Rossiény. 1) Kreis im südwestl. Teil des russ. Gouvernements Kowno, im SW. an Ostpreußen grenzend, im Gebiet des Niemen und seiner Zuflüsse Dubissa, Swenta, Jura u. a., hat 6474,2 qkm, 241000 E., meist Litauer; Ackerbau, Fuhrwesen, wenig Industrie. – 2) R., litauisch Rosejnej in deutschen Chroniken Rossigen, Ruschigen und am häufigsten Rasseyne, Kreisstadt im Kreis R., an der Rossienka, hat (1894) 11967 E., meist Juden, 1 russ., 1 kath., 1 evang. Kirche, 6 israel. Betschulen; Handel über Jurburg und Tauroggen nach Preußen.

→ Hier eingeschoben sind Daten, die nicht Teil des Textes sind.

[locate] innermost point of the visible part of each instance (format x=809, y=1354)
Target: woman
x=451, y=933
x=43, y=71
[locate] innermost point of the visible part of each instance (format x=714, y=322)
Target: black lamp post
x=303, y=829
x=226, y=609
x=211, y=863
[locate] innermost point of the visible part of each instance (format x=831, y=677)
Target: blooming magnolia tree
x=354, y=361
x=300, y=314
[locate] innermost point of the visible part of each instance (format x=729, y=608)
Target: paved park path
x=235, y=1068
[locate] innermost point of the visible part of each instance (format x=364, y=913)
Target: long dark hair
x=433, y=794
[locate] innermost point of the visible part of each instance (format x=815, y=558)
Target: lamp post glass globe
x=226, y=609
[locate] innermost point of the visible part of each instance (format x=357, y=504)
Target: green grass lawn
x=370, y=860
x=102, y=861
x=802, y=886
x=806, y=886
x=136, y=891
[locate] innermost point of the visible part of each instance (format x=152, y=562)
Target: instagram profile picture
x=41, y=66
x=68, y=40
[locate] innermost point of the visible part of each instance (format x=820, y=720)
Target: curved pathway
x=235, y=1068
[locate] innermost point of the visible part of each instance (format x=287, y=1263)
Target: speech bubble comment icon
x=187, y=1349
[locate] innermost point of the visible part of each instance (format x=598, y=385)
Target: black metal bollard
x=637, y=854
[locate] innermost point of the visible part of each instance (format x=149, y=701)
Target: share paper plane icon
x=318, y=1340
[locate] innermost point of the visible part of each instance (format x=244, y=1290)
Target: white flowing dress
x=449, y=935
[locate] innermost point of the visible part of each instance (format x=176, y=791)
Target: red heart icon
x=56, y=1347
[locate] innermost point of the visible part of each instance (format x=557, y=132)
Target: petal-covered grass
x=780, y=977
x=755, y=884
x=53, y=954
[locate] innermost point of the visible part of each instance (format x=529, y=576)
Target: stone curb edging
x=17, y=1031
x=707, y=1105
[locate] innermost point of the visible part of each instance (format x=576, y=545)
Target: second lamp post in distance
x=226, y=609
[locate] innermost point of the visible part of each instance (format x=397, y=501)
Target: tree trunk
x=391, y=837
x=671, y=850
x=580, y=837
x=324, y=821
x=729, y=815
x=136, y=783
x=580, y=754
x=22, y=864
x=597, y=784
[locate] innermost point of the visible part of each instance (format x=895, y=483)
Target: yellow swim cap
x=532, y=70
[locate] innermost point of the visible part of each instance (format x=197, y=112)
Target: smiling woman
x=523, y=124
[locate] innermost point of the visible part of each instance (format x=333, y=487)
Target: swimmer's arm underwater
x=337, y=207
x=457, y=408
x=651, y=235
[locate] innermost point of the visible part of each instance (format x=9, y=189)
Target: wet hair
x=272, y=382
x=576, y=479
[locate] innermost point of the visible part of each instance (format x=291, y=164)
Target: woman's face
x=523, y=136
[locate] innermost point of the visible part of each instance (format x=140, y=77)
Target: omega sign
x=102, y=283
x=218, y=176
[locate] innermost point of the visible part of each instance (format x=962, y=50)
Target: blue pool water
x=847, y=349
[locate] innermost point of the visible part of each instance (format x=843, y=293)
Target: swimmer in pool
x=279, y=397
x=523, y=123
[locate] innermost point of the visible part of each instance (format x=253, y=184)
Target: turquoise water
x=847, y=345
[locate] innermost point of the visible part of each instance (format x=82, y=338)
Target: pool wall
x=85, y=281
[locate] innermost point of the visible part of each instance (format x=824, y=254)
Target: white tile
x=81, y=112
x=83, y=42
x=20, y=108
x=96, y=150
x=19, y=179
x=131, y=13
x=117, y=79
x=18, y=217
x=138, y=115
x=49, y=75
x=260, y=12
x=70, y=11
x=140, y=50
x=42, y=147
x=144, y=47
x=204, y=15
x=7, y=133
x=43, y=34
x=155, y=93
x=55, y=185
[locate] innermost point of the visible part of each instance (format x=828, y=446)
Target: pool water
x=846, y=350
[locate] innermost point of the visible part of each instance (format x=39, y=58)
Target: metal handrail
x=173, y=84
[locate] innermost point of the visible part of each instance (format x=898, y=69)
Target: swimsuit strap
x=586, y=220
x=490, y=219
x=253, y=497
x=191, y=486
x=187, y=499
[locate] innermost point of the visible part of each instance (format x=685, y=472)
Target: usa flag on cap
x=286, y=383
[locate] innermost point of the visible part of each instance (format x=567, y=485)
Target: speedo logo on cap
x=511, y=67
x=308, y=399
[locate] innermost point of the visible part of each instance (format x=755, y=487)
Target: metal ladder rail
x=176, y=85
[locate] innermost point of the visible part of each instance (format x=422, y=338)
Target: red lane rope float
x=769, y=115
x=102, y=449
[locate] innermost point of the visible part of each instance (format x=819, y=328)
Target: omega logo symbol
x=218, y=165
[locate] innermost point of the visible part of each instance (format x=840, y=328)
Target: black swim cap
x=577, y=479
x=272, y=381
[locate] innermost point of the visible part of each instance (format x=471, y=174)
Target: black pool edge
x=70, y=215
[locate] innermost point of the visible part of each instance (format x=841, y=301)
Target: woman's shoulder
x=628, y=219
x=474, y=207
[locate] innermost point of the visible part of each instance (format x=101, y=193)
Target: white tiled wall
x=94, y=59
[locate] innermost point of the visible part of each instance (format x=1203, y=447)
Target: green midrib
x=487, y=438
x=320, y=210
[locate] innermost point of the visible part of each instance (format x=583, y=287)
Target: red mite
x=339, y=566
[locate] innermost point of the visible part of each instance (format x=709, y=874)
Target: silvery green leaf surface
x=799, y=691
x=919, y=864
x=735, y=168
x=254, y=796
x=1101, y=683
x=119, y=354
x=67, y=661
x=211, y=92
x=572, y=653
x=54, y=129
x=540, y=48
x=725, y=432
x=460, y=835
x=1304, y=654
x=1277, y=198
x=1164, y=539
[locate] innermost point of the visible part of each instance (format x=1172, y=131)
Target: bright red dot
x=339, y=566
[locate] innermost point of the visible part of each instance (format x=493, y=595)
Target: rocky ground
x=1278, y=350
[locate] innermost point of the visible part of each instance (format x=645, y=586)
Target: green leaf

Rossigkeit, der bis zur erfolgten Befruchtung periodisch wiederkehrende gesteigerte Geschlechtstrieb bei der Stute.

Rossini, Gioachino Antonio, ital. Opernkomponist, geb. 29. Febr. 1792 zu Pesaro in den Marken (daher «der Schwan von Pesaro» genannt), kam als Kind nach Bologna, wo seine Mutter am Teatro Civico als Primadonna buffa Engagement fand. Hier studierte er Musik und machte sich seit 1810 durch eine Anzahl von Opern, wie «Tancredi» und «L’Italiana in Algeri», die er für Venedig komponiert hatte, schnell berühmt. Er nahm 1815 ein Engagement für Neapel als Musikdirektor und Compositeur beim Impresario Barbaja an. 1816 ging zu Rom das Meisterstück seiner Jugend, der heitere «Barbiere di Seviglia» erst unter Zischen, bei der nächsten Aufführung mit großem Applaus über die Bühne. Hieran reihten sich 1816 noch die hübsche Buffooper «La Gazzetta» und «Otello» (Neapel), 1817 «La Cenerentola» (Rom), «La gazza ladra» (Mailand) und «Armida» (Neapel), 1818 «Adelaida di Borgogna» (Rom), «Mosè in Egitto» (Neapel), «Adina, o il califfo di Bagdad» (Lissabon) und «Ricciardo e Zoraide» (Neapel), 1819 «La donna del lago» (Neapel) und «Ermione», 1820 «Bianca e Faliero» (Mailand) und «Maometto secondo» (Neapel), 1821 «Matilda di Shabran» (Rom) und «Zelmira» (Neapel). ^[Spaltenwechsel]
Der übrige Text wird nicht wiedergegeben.